I'm heading out the door to a cabin in Alabama to spend the weekend with some artist friends. We're going to celebrate Christmas/solstice, dance around a bonfire, do dream work. Or that's my plan, and in getting ready, I dug into a box I had taped up since 2004, since before I began hiking the Appalachian Trail.
Opening it up was like finding a time machine, instantaneous transportation into my past. I found photo albums from France, from the epic trip my sister and I took around Central America, from our bicycle trips up the east coast. I found clothes I didn't even remember I had, things that are so ratty and old I can't believe I packed them away. I found books I thought I had lost.
Most amazing, I found journal after journal, the record of my life in Chicago, the record of a girl I thought was gone forever. I can't wait to dig into them, and yet a part of me wants to savor every minute of rediscovering my past. These are things things I thought were gone forever. It's a good reminder to me to let go of things, and then when they're given back to accept them as a gift.

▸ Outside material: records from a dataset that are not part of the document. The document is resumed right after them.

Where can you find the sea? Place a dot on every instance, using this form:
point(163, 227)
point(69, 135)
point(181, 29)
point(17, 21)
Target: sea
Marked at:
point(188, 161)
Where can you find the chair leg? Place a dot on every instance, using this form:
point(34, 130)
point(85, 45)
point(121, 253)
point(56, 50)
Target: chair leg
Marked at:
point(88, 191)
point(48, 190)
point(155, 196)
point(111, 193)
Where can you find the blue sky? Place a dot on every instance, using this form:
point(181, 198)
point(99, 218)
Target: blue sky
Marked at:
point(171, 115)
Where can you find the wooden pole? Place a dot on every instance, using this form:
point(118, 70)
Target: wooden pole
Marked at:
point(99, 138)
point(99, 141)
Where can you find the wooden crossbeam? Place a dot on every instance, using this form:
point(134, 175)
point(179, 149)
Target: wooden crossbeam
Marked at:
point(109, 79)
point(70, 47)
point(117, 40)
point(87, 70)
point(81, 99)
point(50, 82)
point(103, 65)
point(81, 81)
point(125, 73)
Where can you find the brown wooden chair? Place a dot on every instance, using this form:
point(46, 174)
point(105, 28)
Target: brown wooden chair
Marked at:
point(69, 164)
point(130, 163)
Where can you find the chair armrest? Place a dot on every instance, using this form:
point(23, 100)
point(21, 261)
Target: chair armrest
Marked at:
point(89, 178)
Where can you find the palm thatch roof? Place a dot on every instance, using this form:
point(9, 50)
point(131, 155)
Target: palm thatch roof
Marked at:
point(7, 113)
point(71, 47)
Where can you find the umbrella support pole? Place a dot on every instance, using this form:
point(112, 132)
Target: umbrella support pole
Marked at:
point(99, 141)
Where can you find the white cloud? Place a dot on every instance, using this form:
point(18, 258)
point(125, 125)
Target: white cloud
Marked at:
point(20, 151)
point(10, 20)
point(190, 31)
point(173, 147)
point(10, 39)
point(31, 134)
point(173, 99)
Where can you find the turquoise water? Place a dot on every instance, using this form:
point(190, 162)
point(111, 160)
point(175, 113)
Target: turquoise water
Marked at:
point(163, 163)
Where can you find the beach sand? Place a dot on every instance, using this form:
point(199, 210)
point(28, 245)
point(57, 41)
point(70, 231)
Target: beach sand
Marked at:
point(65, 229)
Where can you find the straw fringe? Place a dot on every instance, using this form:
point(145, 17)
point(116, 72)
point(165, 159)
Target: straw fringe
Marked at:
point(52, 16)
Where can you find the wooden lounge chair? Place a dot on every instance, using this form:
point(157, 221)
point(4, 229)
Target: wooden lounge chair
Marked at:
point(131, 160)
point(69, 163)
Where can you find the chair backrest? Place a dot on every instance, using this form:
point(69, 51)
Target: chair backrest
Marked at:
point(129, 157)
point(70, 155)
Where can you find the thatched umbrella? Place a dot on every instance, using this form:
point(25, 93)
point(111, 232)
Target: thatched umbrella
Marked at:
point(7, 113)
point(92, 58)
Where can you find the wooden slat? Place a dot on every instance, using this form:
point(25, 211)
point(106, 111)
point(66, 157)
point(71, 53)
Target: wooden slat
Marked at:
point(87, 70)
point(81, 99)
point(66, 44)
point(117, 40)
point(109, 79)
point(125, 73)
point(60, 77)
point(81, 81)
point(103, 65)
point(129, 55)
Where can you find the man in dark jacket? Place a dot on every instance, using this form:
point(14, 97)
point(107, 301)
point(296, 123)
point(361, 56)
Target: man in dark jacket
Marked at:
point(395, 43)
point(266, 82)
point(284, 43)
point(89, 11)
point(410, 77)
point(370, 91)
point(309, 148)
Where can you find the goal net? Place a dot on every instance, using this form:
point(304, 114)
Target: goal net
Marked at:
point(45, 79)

Now I'm going to go dive into my dreams. Into my subconscious. Mine what I can from that lode. More than anything, it's a reminder to me that I'm never sorry that I've written things down. Ever. Even if they're destroyed. It's my futile fight against entropy, against perpetual time that wears down all things. But some feeble scraps make it through. These words, for instance. They may be lost, they may survive. But with each word I make my stand against time.